大半の機種にワイドダイナミックレンジ機能である「View-DR」も搭載させいる。これは、1フレーム内でシャッタースピードが異なる4枚もしくは2枚の画像を合成し、さらに明暗部コントラスト補正機能を組み合わせることで、明部と暗部の視認性を向上させる機能だ。建物の出入り口など明暗差が激しく逆光状態にある人物などの視認性を高めたりすることができる。「当社のネットワークカメラは、感度や逆光性能については高機能モデルとエントリーモデルで差がありません。いずれのモデルでもクリアな映像を記録できる製品を提供しています」(野村氏)
銀座の商店街でオールインワンモデルが活躍
実際に売れているモデルに、レンズ交換が可能な固定焦点モデル「SNC-XM631」(屋内ドーム型)、「SNC-XM632」(屋外ドーム型)がある。小型、軽量、低価格が特長だが、やはりレンズを交換できるのが一番の魅力だ。標準の画角は113度だが、画角が25度、51度、83度のレンズがオプションとして用意されている。
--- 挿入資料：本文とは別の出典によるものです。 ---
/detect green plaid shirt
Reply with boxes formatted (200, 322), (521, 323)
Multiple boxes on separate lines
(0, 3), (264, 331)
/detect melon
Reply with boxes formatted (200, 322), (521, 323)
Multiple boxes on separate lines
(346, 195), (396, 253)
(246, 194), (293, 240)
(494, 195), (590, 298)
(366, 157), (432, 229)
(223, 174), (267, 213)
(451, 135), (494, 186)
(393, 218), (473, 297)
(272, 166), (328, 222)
そのため、使用目的に応じて画角を選択できるのだ。
例えば、フロア全体を撮影したい場合は113度、顧客の列などを確認したい場合は83度、カウンターだけを撮影したい場合は51度、レジの部分だけにフォーカスした場合は25度といった具合に使い分けられる。もちろん複数台それぞれを異なる画角のレンズで組み合わせて運用してもいいだろう。
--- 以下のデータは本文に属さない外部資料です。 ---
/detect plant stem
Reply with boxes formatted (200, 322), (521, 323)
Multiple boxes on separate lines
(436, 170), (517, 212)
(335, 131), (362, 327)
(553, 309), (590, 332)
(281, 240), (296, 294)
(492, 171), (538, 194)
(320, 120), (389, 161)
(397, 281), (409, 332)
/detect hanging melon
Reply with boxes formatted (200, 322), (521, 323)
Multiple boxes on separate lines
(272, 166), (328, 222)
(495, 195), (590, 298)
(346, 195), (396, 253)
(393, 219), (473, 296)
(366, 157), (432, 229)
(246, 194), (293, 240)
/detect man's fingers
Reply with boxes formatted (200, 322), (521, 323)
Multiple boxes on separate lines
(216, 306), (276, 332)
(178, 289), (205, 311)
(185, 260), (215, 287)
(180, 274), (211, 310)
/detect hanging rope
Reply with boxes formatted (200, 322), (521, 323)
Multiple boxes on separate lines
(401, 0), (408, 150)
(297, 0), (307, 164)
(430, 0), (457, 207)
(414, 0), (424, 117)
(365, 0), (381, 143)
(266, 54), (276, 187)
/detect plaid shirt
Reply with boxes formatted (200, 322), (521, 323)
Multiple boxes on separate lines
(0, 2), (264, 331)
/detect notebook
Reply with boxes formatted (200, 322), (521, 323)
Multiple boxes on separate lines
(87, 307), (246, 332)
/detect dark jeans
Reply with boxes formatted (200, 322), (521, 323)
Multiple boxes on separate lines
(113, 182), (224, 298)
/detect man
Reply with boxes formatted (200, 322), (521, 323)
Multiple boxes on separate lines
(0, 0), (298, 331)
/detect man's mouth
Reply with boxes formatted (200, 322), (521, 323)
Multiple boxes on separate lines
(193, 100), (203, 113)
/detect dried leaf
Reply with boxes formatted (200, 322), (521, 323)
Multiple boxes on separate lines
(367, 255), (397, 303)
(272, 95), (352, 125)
オールインワンモデルも注目を集めている。「SNC-CX600W」は、人感センサー、白色LED、ローカルストレージ用のMicro SD/SDHCカードスロット、マイク、スピーカーが搭載されていて、Wi-Fiモジュールも付属しているため、映像の記録から通信までが1台で完結できる優れものだ。人感センサーと白色LEDは連動し、夜間などは自動的に白色LEDを点灯させることでカラー撮影を実現する。また、内蔵マイクによる音声の記録に加えて、あらかじめ録音しておいた音声ファイルを人感センサーと連動させて内蔵スピーカーから再生することも可能だ。
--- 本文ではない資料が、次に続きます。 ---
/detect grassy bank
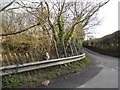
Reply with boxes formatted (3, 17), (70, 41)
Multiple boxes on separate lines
(2, 55), (90, 88)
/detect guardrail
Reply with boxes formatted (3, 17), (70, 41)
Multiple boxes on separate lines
(0, 53), (85, 76)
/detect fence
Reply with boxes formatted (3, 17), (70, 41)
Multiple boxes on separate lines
(0, 54), (85, 76)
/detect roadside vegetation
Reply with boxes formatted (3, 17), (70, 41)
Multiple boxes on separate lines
(0, 0), (109, 88)
(2, 55), (90, 88)
(83, 31), (120, 57)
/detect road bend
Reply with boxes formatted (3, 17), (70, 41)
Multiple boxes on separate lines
(40, 48), (118, 88)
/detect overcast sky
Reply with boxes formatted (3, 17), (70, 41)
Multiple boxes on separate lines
(0, 0), (120, 38)
(94, 0), (120, 38)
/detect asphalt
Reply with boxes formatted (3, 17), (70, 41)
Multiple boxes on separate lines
(41, 48), (118, 88)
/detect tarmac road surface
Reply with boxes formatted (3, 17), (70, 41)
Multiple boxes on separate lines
(42, 48), (118, 88)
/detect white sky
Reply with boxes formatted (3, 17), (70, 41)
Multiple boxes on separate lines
(94, 0), (120, 38)
(0, 0), (120, 38)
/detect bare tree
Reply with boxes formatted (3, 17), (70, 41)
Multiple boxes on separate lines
(0, 0), (109, 44)
(0, 0), (15, 12)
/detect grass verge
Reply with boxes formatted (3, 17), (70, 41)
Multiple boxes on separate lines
(2, 55), (90, 88)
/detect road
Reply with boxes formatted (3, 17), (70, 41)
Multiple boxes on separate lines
(40, 48), (118, 88)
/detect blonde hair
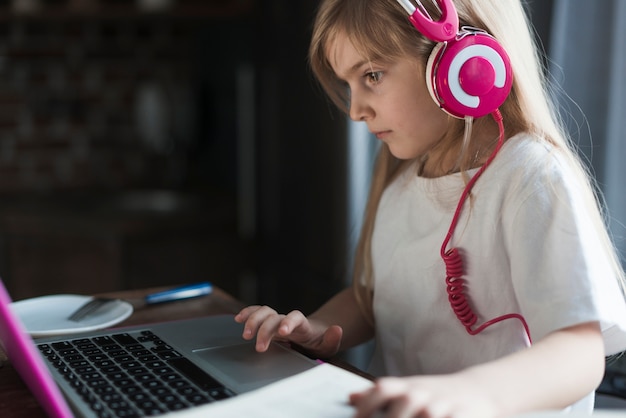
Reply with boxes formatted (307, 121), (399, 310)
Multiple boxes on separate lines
(309, 0), (624, 321)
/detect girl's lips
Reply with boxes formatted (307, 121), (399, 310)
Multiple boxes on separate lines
(374, 131), (391, 139)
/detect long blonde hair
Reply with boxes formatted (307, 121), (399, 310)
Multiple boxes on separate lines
(309, 0), (624, 321)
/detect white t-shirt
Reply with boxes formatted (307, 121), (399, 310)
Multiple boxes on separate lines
(372, 135), (626, 412)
通常はSDカードに映像を記録しておいて、必要なときにWi-Fi経由でPCにダウンロードするような使い方ができる。実際に銀座では店頭のショーウィンドウ内に約30台のSNC-CX600Wが設置されて見守りの役割を果たしている。カメラ内に録画でき、サーバーなどを設置しなくてもいいため、コストや運用管理の面で評価されたという。
高感度の面では、夜間や暗所でも高精細なカラー映像を撮影できる超高感度4Kネットワークカメラ「SNC-VB770」を提供している。同製品は35mmフルサイズのExmor CMOSイメージセンサーの搭載によって最低被写体照度 0.004ルクス以下を可能にしており、ほとんど光源がない場所でも鮮明な30fpsのカラー映像撮影が行える。レンズはソニーが提供するデジタル一眼レフカメラαのEマウントレンズを使用。高い解像感を持つ映像が記録できるのだ。
これらのラインアップは、さまざまな場所におけるネットワークカメラ活用を促進するだろう。